Anyways I was anxious but at the same time ready. I did what felt right and decided to live in the moment


----------



## Hermiter (Dec 15, 2013)

glad you had premarital sex


----------



## mjkittredge (Sep 8, 2012)

Hermiter said:


> glad you had premarital sex


That's the best kind


----------



## Perkins (Dec 14, 2010)

mjkittredge said:


> That's the best kind


For realsies.


----------



## Tryingtoacceptmyself (Jan 8, 2014)

Buckyx said:


> how much?


good one.


----------



## SmartCar (Nov 27, 2011)

Tryingtoacceptmyself said:


> I was abroad in Australia and arranged a meetup at a girls house. This was through tinder. I took uber. We were watching a show and things escalated. I had my arm stretched out on the couch next to me before she sat down. This was subtle but seemed to help. She asked me what I was thinking and I said "I really want to kiss you but i'm bad at making a move". She literally facepalmed and then we both started laughing. We made out (This is the second girl i've kissed). She asked me what I was up for and I said anything. She was shocked when she noticed me heart rate and I just said "I'm kinda the anxious type." So we had sex and it seemed like we both really enjoyed it.
> 
> I was not the most suave, I didn't say anything perfect except for "I really want to please you." She reacted nicely to that. The point is, this is possible. I acted like it wasn't a big deal that i'd never had sex before and we were giggly and open.
> 
> One of the best experiances of my life, yet I don't feel too changed. In fact i'm as lonely as ever. However this was a definite confidence boost and I do feel like i'll take away from it.

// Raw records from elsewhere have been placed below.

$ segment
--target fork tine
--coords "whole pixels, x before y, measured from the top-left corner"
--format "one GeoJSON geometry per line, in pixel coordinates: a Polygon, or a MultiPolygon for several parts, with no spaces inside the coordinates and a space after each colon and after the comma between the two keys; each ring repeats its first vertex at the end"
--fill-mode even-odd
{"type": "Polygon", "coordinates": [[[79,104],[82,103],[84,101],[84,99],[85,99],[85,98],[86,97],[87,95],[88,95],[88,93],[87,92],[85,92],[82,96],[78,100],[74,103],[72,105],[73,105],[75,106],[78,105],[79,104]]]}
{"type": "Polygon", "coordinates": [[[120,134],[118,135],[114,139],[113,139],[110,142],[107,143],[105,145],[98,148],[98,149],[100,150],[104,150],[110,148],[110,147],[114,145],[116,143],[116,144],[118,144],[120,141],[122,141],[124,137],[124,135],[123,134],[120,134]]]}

My question for a few others & the OP, were you expecting this to cure your SA? I notice you say that you don't feel too changed & say that you're as lonely as ever, even though it's a confidence boost ..were you expecting this to cure your anxiety? Just curious.


----------



## Tryingtoacceptmyself (Jan 8, 2014)

SmartCar said:


> My question for a few others & the OP, were you expecting this to cure your SA? I notice you say that you don't feel too changed & say that you're as lonely as ever, even though it's a confidence boost ..were you expecting this to cure your anxiety? Just curious.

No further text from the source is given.